Une grandiose saga tunisienne: «Le Désastre de la maison des notables», d’Amira Ghenim
Par Slaheddine Dchicha - Les Editions françaises Philippe Rey et les Editions algériennes Barzakh ont lancé en octobre 2023 «Khamsa», une collection commune qui se donne pour objectif de faire connaître par la traduction la littérature maghrébine de langue arabe aux lecteurs francophones. Sur les trois premières publications, deux sont tunisiennes. En 2023, est paru le livre d’Aymen Daboussi, «Les Carnets d’EL-Razi»* et cette année, le livre d’Amira Ghenim, «Le Désastre de la maison des notables»*.

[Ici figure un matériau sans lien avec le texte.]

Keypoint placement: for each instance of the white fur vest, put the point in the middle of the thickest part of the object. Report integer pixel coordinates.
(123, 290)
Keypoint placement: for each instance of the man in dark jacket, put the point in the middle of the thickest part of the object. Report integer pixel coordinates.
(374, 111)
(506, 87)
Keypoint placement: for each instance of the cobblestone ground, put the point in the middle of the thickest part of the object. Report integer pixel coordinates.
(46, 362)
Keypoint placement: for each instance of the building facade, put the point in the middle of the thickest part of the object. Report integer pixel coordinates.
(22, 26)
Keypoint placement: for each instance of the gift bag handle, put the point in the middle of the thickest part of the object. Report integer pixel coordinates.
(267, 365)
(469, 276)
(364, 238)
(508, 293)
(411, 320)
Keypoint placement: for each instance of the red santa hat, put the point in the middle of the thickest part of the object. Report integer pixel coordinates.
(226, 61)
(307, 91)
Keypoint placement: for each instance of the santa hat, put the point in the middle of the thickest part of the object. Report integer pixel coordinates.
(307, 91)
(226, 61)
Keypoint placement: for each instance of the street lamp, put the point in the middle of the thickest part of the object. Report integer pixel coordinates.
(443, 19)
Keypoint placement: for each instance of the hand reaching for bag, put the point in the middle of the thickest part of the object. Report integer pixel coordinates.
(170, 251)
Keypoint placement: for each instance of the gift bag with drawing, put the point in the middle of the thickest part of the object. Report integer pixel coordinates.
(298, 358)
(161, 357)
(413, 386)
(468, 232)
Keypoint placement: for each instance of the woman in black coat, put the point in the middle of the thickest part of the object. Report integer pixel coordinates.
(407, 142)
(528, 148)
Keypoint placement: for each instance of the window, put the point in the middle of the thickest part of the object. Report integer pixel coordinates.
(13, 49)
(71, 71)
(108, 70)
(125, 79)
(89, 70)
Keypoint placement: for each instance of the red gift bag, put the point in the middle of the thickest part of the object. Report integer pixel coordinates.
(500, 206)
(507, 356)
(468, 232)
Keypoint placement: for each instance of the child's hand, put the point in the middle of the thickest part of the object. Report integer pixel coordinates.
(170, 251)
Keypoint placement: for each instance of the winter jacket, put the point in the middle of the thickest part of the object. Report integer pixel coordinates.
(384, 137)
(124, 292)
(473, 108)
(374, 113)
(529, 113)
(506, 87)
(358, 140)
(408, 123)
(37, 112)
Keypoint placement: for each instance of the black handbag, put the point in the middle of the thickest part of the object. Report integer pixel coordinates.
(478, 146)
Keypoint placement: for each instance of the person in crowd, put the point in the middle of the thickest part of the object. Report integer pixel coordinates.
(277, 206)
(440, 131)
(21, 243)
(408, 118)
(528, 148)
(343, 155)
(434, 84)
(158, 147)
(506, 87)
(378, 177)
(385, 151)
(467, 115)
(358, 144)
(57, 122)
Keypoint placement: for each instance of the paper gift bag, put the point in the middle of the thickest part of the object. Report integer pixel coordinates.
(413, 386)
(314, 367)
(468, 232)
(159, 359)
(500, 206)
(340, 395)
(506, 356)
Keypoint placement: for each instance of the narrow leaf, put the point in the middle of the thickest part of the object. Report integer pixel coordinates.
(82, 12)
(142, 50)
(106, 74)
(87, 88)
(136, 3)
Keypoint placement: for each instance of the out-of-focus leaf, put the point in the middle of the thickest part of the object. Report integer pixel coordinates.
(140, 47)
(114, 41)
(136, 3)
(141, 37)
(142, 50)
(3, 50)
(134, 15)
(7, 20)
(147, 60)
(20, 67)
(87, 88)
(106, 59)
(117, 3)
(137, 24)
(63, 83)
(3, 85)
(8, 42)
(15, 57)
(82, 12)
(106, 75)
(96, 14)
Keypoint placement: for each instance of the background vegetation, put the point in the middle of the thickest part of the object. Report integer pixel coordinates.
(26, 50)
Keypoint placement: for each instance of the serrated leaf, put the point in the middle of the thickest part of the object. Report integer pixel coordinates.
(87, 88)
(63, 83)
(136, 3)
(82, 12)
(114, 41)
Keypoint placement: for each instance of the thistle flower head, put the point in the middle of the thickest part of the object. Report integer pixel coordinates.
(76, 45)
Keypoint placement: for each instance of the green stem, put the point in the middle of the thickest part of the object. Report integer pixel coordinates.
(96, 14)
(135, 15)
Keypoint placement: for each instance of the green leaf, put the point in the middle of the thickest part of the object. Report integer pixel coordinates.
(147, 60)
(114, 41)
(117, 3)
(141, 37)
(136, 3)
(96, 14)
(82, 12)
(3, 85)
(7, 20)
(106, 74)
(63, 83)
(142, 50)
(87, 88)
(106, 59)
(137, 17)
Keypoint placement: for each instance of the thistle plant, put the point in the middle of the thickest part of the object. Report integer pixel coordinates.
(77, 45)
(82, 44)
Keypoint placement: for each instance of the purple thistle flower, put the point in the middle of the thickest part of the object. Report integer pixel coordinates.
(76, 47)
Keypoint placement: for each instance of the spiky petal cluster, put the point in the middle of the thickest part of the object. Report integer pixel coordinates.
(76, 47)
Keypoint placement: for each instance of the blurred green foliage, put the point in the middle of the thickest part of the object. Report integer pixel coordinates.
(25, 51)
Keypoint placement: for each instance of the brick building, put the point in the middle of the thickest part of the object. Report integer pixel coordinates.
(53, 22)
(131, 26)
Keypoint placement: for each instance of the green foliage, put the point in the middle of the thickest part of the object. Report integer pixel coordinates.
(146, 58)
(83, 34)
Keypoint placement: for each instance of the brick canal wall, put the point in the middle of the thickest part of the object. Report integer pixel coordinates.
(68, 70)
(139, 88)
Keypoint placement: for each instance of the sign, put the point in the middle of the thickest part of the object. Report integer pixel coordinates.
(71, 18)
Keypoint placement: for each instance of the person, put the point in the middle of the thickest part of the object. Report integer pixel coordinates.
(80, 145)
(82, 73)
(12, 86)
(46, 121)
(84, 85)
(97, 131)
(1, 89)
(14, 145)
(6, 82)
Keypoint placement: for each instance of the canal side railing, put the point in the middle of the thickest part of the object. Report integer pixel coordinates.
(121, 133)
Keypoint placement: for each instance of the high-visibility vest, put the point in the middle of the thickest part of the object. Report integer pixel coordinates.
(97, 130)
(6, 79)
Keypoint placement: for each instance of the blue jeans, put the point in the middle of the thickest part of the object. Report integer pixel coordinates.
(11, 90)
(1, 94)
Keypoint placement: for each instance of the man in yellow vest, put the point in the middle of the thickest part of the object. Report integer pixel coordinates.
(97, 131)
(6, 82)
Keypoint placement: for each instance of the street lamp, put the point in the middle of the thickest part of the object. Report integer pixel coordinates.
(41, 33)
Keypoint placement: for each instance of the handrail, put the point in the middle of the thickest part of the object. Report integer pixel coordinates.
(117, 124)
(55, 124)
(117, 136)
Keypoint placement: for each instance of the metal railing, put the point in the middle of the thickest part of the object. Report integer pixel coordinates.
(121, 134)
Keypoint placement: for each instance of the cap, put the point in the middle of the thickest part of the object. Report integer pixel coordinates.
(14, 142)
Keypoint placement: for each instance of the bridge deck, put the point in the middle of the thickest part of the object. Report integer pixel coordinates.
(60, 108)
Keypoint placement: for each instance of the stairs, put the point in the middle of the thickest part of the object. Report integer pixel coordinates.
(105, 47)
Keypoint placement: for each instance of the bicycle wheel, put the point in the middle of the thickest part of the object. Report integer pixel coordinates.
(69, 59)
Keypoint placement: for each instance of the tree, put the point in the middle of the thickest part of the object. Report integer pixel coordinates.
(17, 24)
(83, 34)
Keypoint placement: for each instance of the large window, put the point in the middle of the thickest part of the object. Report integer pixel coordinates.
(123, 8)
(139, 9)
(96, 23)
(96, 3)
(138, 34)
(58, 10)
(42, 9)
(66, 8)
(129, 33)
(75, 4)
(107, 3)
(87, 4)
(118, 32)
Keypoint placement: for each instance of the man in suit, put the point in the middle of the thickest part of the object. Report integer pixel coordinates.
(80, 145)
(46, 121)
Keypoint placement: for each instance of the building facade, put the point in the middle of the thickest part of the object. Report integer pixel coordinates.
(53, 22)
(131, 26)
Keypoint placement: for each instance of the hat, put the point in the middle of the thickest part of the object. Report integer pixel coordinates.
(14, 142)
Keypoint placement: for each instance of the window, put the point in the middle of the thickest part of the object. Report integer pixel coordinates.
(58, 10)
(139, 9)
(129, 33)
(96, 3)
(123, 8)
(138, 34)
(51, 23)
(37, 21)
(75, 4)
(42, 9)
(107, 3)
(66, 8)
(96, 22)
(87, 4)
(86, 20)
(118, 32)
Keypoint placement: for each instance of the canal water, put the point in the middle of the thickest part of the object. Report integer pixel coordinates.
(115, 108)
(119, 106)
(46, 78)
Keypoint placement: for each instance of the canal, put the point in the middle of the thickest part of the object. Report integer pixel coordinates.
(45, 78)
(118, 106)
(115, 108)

Dans ce deuxième roman, l’universitaire tunisienne se fait conteuse et donne la parole à dix narratrices et narrateurs qui, à leur tour donnent la parole à d’autres qui etc.… et les histoires de s’enchâsser les unes dans les autres telles des poupées russes, couvrant ainsi quatre générations de la moitié des années quarante jusqu’au lendemain la révolution de 2011.
Secret de famille
Ce procédé par ailleurs connu sous l’expression «mise en abyme» permet à notre talentueuse Shahrazade une plongée vertigineuse et haletante dans la vie de deux familles de la grande bourgeoisie tunisoise: les Naifer, une famille traditionaliste, conservatrice voire «réactionnaire» et les Rassaa, une famille francophile, libérale voire «progressiste».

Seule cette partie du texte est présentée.